How GDS Used Data to Improve Content and User Journeys on GOV.UK
GOV.UK faced challenges with managing over 400,000 content pieces and helping users navigate effectively through their vast information landscape. The Government Digital Service (GDS) Data Science team implemented an innovative solution using machine learning and network analysis to automatically identify related content and improve navigation paths.

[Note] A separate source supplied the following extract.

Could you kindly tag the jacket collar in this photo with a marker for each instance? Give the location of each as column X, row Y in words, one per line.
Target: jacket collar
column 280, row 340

This resulted in enhanced user journeys for more than 10,000 daily users and a significant reduction in internal search usage, demonstrating the power of data-driven content management.
Project Overview
May - August 2019
GDS Data Science Team
Machine Learning, Network Analysis, Google Universal Sentence Encoder
Background
Content Scale
- 400,000+ unique content pieces
- 700 new pieces published weekly
- Only 2% had related links
Challenges
- Duplicate content
- Navigation difficulties
- Limited content relationships
Technical Approach
Semantic Vectors
- Used Google's universal sentence encoder
- Identified similar content
- Supported taxonomy decisions
Network Analysis
- Created Network Data Pipeline
- Analyzed user journeys
- Compared functional vs structural networks
Machine Learning
- Implemented node2vec algorithm
- Generated automated related links
- Conducted A/B testing
Results and Impact
Improvements
- Enhanced user journeys for 10,000+ users daily
- 20-40% reduction in internal search usage
- Automated link generation every 3 weeks
Quality Controls
- Confidence thresholds for generated links
- Content designer review for top 200 pages
- Exclusion rules for inappropriate linking
Key Learnings
- Automated links can effectively supplement manual curation
- Data-driven approach improved user navigation
- Regular updates maintain link relevance
- Balance needed between automation and human oversight